The United Arab Emirates signed a $1.9-billion deal with a state mining company in DR Congo to develop at least four mines in the African country's turbulent east, the Congolese presidency said Monday.
Congolese President Felix Tshisekedi's office stated on Monday evening that an Emirati government delegation had signed a partnership worth $1.9 billion with Societe Aurifere du Kivu et du Maniema (Sakima) in the capital Kinshasa.
The deal would see the "construction of more than 4 industrial mines" in the provinces of South Kivu and Maniema, according to the statement.
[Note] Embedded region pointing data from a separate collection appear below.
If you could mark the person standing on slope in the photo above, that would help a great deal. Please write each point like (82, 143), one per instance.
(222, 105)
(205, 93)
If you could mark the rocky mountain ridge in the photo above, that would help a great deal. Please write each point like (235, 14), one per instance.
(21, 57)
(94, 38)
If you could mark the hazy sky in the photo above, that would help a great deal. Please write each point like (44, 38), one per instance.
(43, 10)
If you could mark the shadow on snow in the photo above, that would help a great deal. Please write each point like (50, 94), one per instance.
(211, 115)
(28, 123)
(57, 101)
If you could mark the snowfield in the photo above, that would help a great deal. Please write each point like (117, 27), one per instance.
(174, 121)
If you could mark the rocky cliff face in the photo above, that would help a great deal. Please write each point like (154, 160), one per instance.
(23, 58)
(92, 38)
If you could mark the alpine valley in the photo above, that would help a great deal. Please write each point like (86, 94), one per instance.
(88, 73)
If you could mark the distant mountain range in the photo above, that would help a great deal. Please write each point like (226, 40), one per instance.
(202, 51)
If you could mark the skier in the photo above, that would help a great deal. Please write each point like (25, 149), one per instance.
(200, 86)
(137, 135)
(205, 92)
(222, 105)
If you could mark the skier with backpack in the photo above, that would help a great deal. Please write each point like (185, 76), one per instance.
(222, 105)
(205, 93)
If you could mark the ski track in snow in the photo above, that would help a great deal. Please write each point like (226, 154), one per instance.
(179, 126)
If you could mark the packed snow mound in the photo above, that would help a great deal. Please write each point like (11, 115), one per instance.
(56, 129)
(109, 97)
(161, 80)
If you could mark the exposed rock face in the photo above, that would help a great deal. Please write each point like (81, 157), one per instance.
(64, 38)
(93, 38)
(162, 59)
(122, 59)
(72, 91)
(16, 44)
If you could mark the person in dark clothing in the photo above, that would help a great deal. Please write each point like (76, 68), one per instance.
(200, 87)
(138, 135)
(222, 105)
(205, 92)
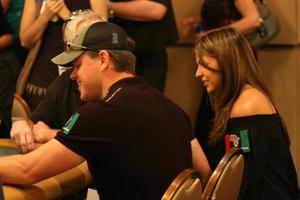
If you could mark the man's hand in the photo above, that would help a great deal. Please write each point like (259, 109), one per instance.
(43, 133)
(21, 133)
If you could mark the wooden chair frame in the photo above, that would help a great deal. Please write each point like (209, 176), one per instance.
(211, 184)
(179, 181)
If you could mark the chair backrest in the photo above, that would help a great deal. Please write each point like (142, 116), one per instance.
(20, 108)
(186, 186)
(225, 181)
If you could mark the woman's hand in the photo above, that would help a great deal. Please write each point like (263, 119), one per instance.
(52, 7)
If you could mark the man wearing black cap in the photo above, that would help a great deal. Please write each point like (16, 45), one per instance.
(134, 139)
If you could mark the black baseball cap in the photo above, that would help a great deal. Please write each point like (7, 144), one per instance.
(95, 37)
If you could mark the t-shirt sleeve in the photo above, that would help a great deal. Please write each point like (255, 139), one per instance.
(87, 131)
(47, 110)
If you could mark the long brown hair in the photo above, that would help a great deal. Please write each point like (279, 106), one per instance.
(238, 67)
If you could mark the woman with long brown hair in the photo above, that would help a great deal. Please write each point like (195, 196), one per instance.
(245, 116)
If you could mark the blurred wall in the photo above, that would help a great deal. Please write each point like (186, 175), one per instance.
(280, 63)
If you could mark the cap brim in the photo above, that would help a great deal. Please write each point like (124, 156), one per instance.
(66, 57)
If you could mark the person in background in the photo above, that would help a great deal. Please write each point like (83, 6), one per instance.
(151, 24)
(245, 116)
(9, 67)
(240, 14)
(61, 99)
(133, 137)
(43, 20)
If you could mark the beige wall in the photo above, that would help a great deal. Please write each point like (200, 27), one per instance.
(280, 66)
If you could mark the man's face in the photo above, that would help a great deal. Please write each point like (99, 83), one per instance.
(87, 73)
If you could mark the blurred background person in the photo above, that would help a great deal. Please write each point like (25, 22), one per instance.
(240, 14)
(9, 67)
(245, 116)
(13, 12)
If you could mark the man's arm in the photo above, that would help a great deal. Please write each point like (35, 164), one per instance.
(21, 133)
(141, 10)
(200, 162)
(44, 162)
(43, 133)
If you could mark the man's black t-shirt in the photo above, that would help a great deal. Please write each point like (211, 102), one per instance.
(136, 141)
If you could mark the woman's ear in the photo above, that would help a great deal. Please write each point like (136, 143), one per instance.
(105, 59)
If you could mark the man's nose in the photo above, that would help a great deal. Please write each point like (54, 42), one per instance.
(73, 75)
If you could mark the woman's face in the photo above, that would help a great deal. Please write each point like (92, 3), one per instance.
(210, 73)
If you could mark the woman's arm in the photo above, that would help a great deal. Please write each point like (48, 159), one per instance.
(250, 16)
(99, 7)
(6, 40)
(5, 5)
(33, 24)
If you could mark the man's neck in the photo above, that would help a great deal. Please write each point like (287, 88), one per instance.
(113, 80)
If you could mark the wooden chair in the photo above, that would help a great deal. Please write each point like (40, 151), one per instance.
(186, 186)
(20, 108)
(53, 188)
(225, 181)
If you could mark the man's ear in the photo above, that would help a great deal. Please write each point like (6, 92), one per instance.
(105, 59)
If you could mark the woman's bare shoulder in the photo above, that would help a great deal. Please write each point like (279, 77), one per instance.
(252, 102)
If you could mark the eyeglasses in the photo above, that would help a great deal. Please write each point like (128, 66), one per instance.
(76, 47)
(71, 16)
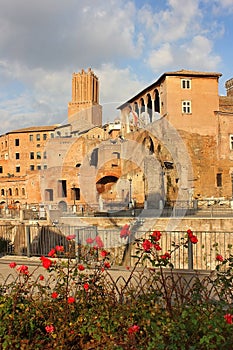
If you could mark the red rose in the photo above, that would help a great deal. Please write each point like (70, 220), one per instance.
(23, 269)
(70, 237)
(49, 329)
(125, 231)
(228, 318)
(157, 246)
(147, 245)
(59, 248)
(133, 329)
(46, 262)
(86, 286)
(166, 256)
(107, 265)
(190, 233)
(70, 300)
(99, 242)
(103, 253)
(219, 257)
(81, 267)
(156, 235)
(193, 239)
(12, 265)
(52, 253)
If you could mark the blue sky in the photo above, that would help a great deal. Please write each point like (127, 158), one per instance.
(128, 44)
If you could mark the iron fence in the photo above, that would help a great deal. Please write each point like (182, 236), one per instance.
(34, 240)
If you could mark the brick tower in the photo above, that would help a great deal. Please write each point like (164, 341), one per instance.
(84, 110)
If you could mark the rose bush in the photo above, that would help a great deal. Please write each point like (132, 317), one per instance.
(71, 305)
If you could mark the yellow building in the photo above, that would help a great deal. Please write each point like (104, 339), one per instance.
(172, 142)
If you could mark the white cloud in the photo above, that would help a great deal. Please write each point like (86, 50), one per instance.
(158, 59)
(199, 54)
(124, 42)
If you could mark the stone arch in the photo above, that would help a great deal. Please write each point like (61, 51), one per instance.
(156, 101)
(142, 105)
(62, 205)
(149, 107)
(149, 144)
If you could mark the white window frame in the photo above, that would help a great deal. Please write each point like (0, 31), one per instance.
(185, 84)
(186, 107)
(231, 141)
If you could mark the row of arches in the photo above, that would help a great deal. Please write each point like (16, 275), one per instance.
(9, 192)
(145, 109)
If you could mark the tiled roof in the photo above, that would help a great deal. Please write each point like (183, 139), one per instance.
(34, 129)
(182, 72)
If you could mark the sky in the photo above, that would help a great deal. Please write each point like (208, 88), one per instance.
(128, 44)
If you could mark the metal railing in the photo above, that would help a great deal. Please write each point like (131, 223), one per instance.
(34, 240)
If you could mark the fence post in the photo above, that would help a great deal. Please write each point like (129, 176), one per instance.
(28, 240)
(190, 255)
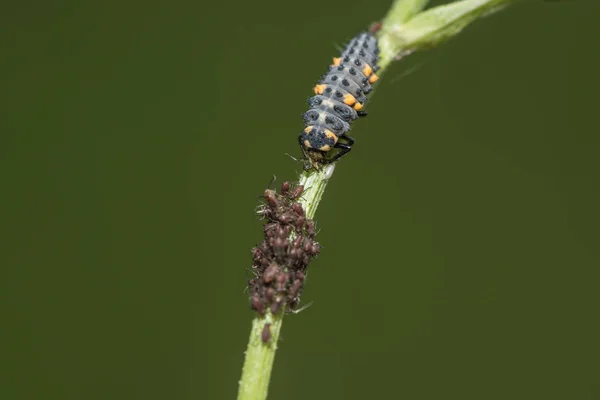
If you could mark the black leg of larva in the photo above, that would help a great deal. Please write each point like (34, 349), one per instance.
(344, 148)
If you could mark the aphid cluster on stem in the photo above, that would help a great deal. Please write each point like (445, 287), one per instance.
(281, 259)
(339, 98)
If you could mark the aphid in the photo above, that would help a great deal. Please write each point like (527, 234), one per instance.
(339, 98)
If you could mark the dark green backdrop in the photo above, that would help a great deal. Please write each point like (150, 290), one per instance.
(460, 237)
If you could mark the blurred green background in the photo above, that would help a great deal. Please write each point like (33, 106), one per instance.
(460, 237)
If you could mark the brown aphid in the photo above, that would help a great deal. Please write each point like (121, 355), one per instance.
(271, 198)
(282, 279)
(257, 305)
(295, 288)
(310, 228)
(296, 192)
(257, 254)
(270, 294)
(297, 207)
(275, 306)
(270, 273)
(265, 336)
(287, 230)
(300, 223)
(375, 27)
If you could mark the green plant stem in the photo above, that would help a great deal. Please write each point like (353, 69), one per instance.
(404, 30)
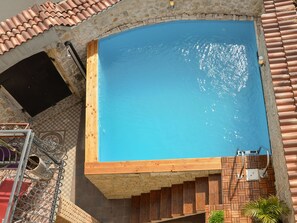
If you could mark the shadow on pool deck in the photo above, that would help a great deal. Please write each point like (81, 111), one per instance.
(88, 197)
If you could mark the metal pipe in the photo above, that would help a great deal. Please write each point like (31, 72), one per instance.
(240, 175)
(16, 186)
(72, 52)
(267, 165)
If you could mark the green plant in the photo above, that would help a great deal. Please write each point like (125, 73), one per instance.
(216, 217)
(266, 210)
Congolese parastatal Sakima has mining concessions containing tin, tantalum, tungsten and gold in the volatile east of the country.
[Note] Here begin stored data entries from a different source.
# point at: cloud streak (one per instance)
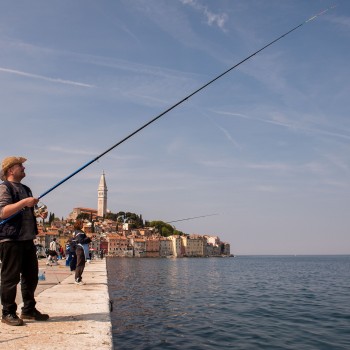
(41, 77)
(211, 18)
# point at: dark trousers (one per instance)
(19, 263)
(73, 261)
(80, 263)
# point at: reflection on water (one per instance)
(230, 303)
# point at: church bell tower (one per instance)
(102, 196)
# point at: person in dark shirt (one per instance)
(81, 243)
(17, 248)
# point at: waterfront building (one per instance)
(80, 210)
(176, 245)
(139, 245)
(102, 196)
(195, 246)
(166, 247)
(152, 247)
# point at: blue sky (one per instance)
(267, 147)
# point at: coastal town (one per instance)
(127, 235)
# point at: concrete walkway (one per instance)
(79, 315)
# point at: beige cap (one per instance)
(8, 162)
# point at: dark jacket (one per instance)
(12, 227)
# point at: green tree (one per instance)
(162, 227)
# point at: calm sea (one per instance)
(300, 302)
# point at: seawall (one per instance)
(79, 315)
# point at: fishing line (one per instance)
(195, 217)
(175, 105)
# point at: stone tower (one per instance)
(102, 196)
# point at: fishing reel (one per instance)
(40, 209)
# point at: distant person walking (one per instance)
(72, 257)
(81, 250)
(52, 257)
(17, 249)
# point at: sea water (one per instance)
(248, 302)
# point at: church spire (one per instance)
(102, 196)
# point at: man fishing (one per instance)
(17, 249)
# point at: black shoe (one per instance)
(12, 320)
(34, 315)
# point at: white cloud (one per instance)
(211, 18)
(41, 77)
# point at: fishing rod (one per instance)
(195, 217)
(175, 105)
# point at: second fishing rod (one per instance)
(176, 105)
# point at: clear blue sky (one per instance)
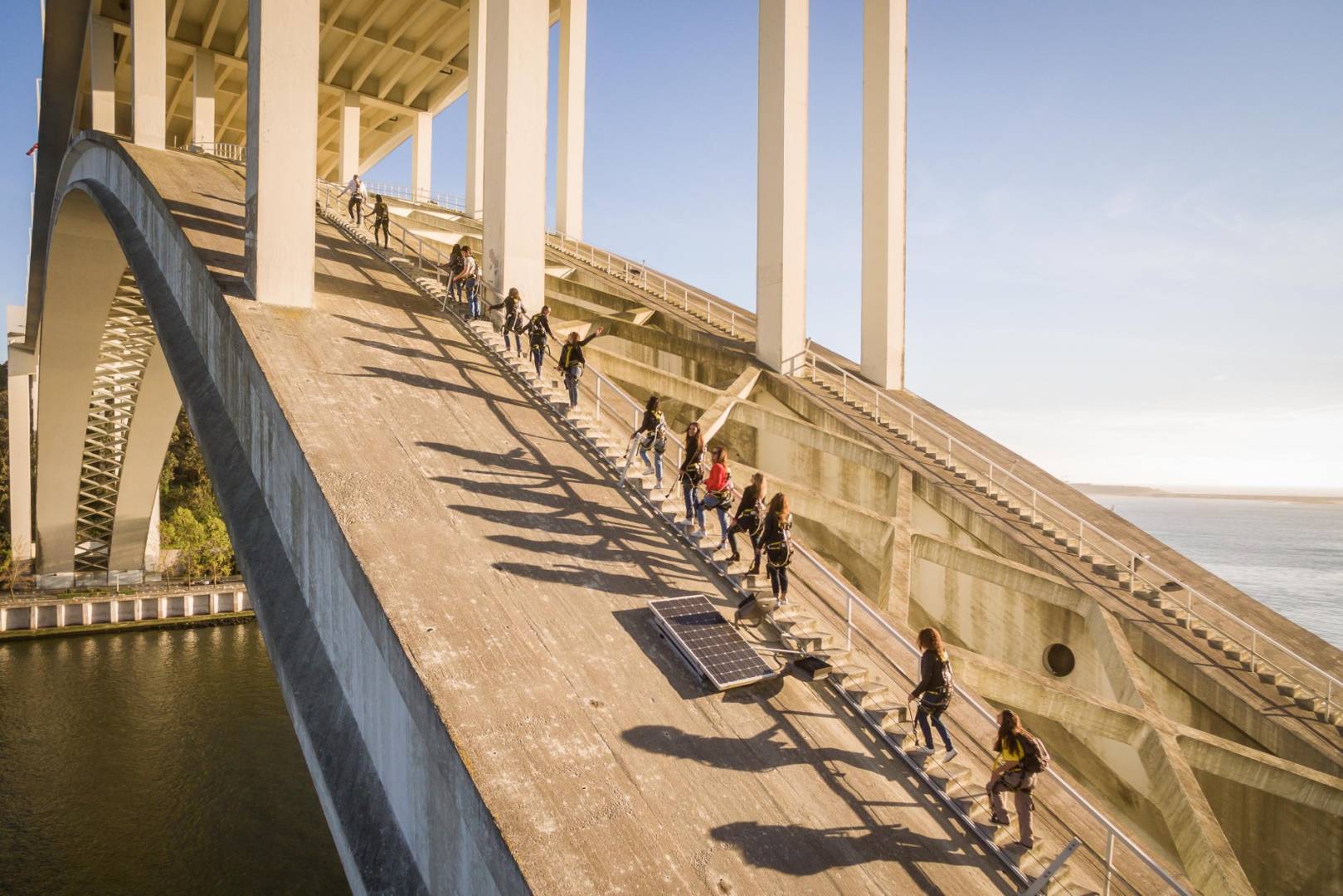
(1126, 219)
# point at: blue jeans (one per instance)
(473, 299)
(922, 718)
(693, 508)
(655, 464)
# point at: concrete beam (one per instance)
(203, 99)
(782, 186)
(149, 71)
(885, 45)
(281, 151)
(568, 175)
(514, 144)
(102, 75)
(475, 86)
(348, 136)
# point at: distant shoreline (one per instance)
(1141, 490)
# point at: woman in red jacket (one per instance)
(718, 492)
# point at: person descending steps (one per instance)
(653, 436)
(512, 306)
(934, 691)
(718, 492)
(572, 362)
(689, 476)
(778, 546)
(750, 520)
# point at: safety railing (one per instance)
(232, 152)
(398, 191)
(1082, 538)
(613, 406)
(611, 403)
(737, 323)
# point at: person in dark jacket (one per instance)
(538, 332)
(512, 306)
(750, 519)
(690, 475)
(934, 691)
(653, 436)
(571, 362)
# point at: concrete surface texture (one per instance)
(453, 592)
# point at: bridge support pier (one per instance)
(568, 175)
(514, 143)
(884, 82)
(281, 151)
(782, 186)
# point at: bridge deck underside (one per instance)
(514, 574)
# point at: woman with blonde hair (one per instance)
(934, 691)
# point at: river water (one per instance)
(154, 762)
(164, 762)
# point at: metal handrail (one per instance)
(853, 599)
(1108, 547)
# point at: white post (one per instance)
(475, 110)
(568, 175)
(102, 75)
(203, 99)
(281, 149)
(21, 444)
(782, 184)
(884, 80)
(514, 144)
(422, 148)
(349, 136)
(149, 71)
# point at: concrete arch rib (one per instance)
(403, 809)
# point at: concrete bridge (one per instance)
(449, 572)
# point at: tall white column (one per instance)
(782, 186)
(568, 175)
(281, 149)
(149, 71)
(475, 110)
(102, 75)
(514, 144)
(203, 99)
(885, 43)
(349, 136)
(21, 448)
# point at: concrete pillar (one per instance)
(568, 176)
(475, 112)
(782, 186)
(203, 99)
(149, 71)
(21, 448)
(884, 78)
(281, 149)
(102, 75)
(422, 149)
(349, 137)
(514, 143)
The statement gave no other details about the deal, including the type of minerals that would be extracted.
Government spokesmen were not immediately available for comment.
The new deal comes after the DRC signed a 25-year contract in December with UAE firm Primera Group over export rights for some artisanally mined ores.
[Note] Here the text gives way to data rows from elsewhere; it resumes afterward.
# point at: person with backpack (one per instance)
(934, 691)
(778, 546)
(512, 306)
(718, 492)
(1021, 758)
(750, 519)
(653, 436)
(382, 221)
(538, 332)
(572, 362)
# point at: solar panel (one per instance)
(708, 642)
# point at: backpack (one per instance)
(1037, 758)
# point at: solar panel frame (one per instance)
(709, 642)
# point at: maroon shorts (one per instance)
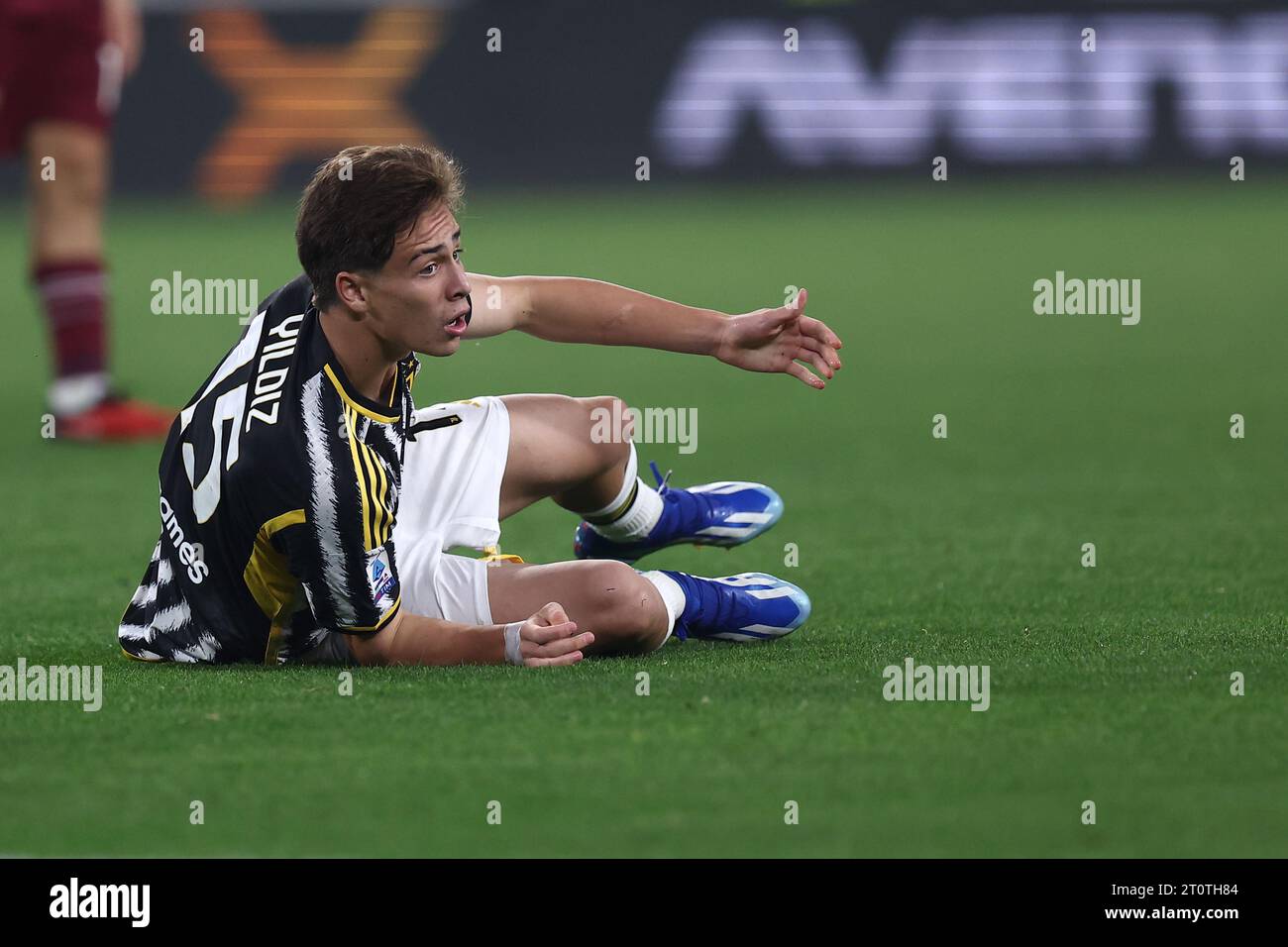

The contract awarded Primera Group a majority stake in two joint ventures, Primera Gold and Primera Metals.
Primera Gold and Primera Metals received preferential export rates for artisanally mined gold, and artisanally mined coltan and tin, tantalum and tungsten — the so-called 3T metals — respectively.
The DRC has touted the initiative as way to undercut mineral smugglers and guarantee a better livelihood for informal miners.
Militias have plagued eastern DRC for decades, sustained in part though trading illicit minerals.
Primera Gold began operations in South Kivu province in January, and by May had shipped one tonne of certified gold, according to the Congolese finance ministry.